Joseph LeRoy Washington, 21, Northside
Joseph lived on North Avenue for eighteen years. His family just bought a new house a few blocks from his childhood home. As a competitive swimmer, his favorite stroke was the butterfly. In 2005, he graduated from Franklin Military Academy. In August, he’ll begin training for the Richmond Fire Department. One of his three brothers is also a lifeguard, working at a YMCA.
“I’ve been a security officer for three years. Just being young, [I like] showing some of the other guys in the neighborhood, the black youth, that there are other options that you can take. [College] is not for everybody. I feel like I’ve been successful just like the person who went to school by applying myself.”
Kindra Hill, 16, Bon Air
Kindra goes to Thomas Jefferson High School. She is applying to University of Virginia and hopes to study Astronomy.
“I basically look up to these guys. I learn from all of the veteran lifeguards. Whenever I need help with something, I ask one of them. They’re a really good influence with how I act with the patrons.”
Charz Robinson, 17, Southside in Cherry Gardens
Charz attends Thomas Jefferson High School. After graduation, he wants to open a business, or study engineering.
“I’ve been lifeguarding for three years. This is my second year working for the City of Richmond. I really like lifeguarding. I hope I get to do it for as long as I possibly can. I really look up to the older lifeguards. They know how to give good advice.”
Stevon Warren, 15, Henrico
Stevon is enjoying her first season as a lifeguard. She attends high school and hopes to either become a cosmetologist, or science teacher.
“You meet new friends. My new friends become my second family. They teach me a lot and we joke around and have fun together. It’s fun work. You learn to adapt to new situations every day.”
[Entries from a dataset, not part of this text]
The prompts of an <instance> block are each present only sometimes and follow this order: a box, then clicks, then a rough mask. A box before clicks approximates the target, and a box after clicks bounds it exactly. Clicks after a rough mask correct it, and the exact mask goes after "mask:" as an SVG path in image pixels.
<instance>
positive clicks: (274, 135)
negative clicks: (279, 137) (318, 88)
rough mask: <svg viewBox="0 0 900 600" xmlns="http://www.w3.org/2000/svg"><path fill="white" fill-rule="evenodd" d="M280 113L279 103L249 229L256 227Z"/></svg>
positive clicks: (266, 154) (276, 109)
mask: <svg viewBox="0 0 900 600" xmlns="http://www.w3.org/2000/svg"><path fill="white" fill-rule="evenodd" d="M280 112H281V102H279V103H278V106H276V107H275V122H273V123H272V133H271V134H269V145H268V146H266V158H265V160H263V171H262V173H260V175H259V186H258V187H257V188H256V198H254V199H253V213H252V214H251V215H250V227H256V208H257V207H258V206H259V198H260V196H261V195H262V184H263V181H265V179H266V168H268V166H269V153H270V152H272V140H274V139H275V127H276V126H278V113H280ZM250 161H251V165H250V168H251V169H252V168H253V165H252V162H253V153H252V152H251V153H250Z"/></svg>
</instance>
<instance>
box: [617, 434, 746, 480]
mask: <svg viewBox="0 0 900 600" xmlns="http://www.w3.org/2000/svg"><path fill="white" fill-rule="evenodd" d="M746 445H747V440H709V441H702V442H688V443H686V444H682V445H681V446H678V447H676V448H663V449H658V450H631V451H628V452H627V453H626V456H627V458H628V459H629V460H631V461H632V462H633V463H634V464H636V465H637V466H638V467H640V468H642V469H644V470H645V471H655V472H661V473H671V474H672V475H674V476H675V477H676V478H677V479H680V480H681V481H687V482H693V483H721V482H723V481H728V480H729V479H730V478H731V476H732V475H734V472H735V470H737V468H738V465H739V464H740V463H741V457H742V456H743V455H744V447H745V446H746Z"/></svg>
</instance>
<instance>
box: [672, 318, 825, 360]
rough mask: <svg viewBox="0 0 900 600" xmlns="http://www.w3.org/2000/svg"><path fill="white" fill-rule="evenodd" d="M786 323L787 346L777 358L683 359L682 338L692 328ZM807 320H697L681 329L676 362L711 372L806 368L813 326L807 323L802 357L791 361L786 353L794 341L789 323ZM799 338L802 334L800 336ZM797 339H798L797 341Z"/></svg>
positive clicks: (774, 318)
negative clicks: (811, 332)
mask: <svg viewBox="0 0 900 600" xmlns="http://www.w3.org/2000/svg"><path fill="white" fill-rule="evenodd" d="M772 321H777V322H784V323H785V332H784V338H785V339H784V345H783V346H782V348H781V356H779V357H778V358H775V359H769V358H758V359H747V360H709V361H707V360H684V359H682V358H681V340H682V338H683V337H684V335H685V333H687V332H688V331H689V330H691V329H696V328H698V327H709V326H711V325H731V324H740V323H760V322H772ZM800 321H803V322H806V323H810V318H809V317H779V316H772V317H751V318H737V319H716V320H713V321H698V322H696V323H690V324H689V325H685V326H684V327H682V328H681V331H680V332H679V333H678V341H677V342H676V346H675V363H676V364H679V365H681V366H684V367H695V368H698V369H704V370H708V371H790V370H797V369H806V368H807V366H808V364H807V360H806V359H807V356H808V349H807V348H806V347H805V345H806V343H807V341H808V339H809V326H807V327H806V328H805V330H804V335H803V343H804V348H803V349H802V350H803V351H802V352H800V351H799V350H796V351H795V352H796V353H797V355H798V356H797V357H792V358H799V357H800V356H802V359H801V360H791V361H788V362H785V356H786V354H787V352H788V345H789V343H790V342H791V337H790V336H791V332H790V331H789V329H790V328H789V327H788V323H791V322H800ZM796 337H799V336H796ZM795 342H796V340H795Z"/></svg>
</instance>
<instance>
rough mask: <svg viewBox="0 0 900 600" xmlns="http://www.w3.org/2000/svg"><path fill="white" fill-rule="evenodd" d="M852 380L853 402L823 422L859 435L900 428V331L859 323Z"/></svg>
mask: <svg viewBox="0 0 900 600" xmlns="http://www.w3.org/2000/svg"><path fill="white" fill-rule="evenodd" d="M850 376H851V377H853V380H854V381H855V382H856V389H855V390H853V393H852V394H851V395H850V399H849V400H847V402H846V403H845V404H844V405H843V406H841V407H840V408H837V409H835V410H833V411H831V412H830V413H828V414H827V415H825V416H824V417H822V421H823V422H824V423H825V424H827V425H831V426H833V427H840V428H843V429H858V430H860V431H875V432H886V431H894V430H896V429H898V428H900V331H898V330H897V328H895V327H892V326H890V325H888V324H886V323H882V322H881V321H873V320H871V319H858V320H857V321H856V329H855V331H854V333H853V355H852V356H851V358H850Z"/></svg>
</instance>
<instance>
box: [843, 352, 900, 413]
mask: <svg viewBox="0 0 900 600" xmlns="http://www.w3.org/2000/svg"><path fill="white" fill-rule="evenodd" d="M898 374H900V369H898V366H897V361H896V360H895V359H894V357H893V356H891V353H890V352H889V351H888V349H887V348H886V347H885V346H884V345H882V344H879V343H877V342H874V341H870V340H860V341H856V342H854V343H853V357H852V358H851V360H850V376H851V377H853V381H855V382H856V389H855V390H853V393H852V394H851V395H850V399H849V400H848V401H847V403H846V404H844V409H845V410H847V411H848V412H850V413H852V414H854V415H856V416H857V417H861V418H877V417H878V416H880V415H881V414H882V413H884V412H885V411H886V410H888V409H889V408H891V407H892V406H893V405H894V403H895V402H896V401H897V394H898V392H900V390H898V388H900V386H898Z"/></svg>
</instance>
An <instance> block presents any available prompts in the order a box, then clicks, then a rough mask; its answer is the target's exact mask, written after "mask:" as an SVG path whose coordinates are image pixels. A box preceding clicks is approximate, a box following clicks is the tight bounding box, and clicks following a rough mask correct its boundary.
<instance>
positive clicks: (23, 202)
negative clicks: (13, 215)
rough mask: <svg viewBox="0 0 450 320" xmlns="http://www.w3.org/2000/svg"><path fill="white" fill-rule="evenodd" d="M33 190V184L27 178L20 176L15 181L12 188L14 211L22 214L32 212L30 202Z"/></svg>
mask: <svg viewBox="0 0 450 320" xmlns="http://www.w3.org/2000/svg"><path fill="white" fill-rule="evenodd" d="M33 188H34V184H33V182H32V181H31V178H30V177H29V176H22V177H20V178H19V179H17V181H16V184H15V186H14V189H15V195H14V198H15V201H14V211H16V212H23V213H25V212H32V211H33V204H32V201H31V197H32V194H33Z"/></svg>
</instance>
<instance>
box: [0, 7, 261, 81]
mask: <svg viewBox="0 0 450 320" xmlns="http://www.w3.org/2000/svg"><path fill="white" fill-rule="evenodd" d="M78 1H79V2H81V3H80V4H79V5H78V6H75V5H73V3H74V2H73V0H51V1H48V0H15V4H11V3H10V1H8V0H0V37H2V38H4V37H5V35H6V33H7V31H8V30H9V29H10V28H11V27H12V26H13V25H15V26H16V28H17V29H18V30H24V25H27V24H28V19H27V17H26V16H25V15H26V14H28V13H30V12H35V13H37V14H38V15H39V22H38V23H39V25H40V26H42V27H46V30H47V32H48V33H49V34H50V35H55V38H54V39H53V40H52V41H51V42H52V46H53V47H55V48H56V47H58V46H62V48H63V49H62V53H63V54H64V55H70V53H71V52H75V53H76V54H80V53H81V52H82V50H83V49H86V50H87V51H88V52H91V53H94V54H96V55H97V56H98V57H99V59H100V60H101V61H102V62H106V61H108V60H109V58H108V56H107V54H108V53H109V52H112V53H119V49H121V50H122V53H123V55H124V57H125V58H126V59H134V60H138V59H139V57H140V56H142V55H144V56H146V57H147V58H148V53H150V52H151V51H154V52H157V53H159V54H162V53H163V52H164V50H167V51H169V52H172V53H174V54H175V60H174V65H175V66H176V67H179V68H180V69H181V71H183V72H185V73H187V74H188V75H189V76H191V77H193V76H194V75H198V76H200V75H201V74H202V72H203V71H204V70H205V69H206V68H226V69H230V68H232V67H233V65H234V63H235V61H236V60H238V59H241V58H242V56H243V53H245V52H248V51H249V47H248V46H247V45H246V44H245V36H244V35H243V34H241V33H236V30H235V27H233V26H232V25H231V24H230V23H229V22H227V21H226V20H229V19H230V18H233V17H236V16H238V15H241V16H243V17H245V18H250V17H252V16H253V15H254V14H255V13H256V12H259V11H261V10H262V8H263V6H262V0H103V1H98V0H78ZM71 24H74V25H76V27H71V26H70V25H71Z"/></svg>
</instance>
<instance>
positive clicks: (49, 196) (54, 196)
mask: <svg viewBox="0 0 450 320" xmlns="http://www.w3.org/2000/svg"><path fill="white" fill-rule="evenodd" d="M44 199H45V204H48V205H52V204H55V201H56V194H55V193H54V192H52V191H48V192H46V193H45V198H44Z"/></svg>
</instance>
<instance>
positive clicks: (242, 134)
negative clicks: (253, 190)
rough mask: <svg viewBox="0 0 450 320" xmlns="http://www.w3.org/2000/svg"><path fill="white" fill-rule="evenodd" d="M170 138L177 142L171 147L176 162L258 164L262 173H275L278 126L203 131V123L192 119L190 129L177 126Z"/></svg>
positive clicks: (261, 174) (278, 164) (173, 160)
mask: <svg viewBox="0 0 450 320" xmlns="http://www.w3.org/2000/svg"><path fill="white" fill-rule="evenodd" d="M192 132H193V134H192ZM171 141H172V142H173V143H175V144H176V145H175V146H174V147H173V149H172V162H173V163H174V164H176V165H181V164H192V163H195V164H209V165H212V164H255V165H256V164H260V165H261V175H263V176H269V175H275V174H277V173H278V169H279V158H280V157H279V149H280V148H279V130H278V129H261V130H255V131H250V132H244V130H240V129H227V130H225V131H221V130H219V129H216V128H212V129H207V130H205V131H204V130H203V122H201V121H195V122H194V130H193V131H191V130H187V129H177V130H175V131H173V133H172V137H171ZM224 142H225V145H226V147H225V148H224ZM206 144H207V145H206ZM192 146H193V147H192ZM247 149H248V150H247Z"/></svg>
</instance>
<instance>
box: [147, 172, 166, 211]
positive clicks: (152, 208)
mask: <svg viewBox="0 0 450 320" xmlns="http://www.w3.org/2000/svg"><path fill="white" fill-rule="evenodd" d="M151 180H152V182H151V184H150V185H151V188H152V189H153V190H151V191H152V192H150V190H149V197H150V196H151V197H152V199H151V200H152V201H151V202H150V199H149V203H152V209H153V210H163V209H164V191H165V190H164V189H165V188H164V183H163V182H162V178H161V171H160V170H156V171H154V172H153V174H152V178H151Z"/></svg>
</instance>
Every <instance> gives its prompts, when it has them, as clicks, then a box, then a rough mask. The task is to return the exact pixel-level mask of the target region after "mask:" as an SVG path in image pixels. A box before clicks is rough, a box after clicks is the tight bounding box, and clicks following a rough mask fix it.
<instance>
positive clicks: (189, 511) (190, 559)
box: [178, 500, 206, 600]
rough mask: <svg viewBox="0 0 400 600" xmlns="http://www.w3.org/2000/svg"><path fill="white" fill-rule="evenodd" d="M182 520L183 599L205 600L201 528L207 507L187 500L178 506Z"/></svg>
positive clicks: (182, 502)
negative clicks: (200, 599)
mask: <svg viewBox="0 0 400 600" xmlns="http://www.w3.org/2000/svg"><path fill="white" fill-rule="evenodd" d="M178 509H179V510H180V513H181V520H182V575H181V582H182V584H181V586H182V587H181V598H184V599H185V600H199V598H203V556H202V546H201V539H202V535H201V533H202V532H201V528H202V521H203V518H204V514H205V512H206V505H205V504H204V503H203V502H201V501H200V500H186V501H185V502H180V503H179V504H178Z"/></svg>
Battery Park Pool, 2917 Dupont Circle
Jerrod Booker, 21, Richmond
A Senior at Norfolk State University, Jerrod returns home each summer to work as a lifeguard. He’s currently Head Lifeguard at Battery Park Pool. He learned to swim through the Boys & Girls Club and grew up in the same neighborhood he works today. His brother is also a lifeguard.
“I just love meeting the children, and getting to know the community well. I’ve been doing it for a while now, so I’ve seen a lot of the kids grow up. I like the environment, the people I work with.”
“We have Lifeguard training, AED training, CPR training. Then I myself have my water Safety Instructor Training, so I can teach swim lessons and conduct swim practices.”
“I’m not as mean as people always say I am. [He laughs.] It’s just that I’m here to make sure that they get home safely because I want them to get home and see whoever takes care of them and make sure their family stays whole.”
“I like swimming. I like stepping, and I also like reading and writing and music. I listen to all genres of music. I don’t limit myself. I think there’s a lot out there to learn from music books. I also want to go back and get my Master’s degree in History Education.”
“My parents love that I’m a lifeguard. My mother made sure that she got us in the water at an early age because she liked going to the beaches and to the different pools around the city when we were smaller.”